Le bilan de ces sondages est donc assez négatif, la partie du site ayant échappé aux destructions n’a pas bénéficié de conditions de conservation favorables : les niveaux archéologiques se sont en grande partie érodés, seuls subsistent les remplissages des structures fossoyées. Les observations réalisées sur le terrain imposent les mêmes conclusions quant à la partie sommitale du gisement. Cette opération a tout de même permis de documenter une extension des occupations de l’Age de Bronze vers l’ouest et probablement vers le sommet du site. La présence de structures excavées et de mobilier de mouture témoigne de l’existence d’habitats relativement pérennes.
La faune récoltée, bien que quantitativement faible, indique une économie vivrière en partie tournée vers le biotope lagunaire, qui devait alors être plus ouvert sur la mer qu’actuellement d’après les taxons d’ichtyofaune et de concchyloifaune identifiés.

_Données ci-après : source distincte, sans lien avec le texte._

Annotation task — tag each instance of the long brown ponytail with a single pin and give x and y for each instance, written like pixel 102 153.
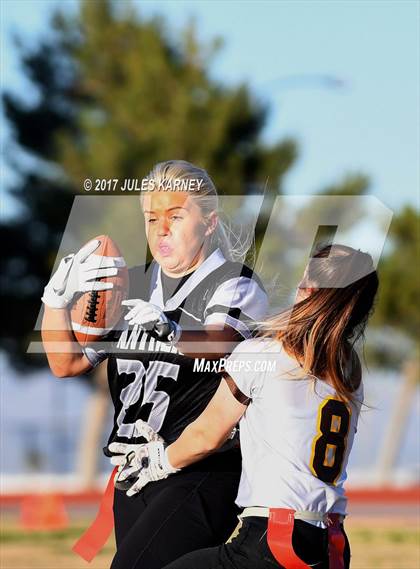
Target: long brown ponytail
pixel 320 330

La pêche a concerné des espèces marines remontant dans la lagune, avec la présence de sparidés, de mugilidés et de pleuronectiforme (de type daurade, muge et turbot). La récolte de coquillage est également attestée par la présence de la coque (Cerastoderma sp.), de la moule (Mytilus sp.), du cérithe (Cérithium vulgatum) et du peigne glabre (Proteopecten glaber). La faune terrestre est pour sa part documentée par les représentants de la triade domestique (bovidés, caprinés et suidés), indiquant une économie mixte dans laquelle l’exploitation de la lagune est intégrée, mais non exclusive, comme c’est souvent le cas sur les sites littoraux de l’âge du Bronze du golfe du Lion. Par bien des aspects, le Roc de Conilhac s’intègre parfaitement dans ce type d’occupation, bien documenté autour de l’étang de l’Or (Dedet et Py 1985) et de Thau (Leroy 2010). Il s’agit de l’un des rares habitats de ce type connu dans la lagune de Narbonne et de l’un de ceux ayant livré la plus longue séquence d’occupation, mais on ne peut actuellement plus que déplorer sa destruction.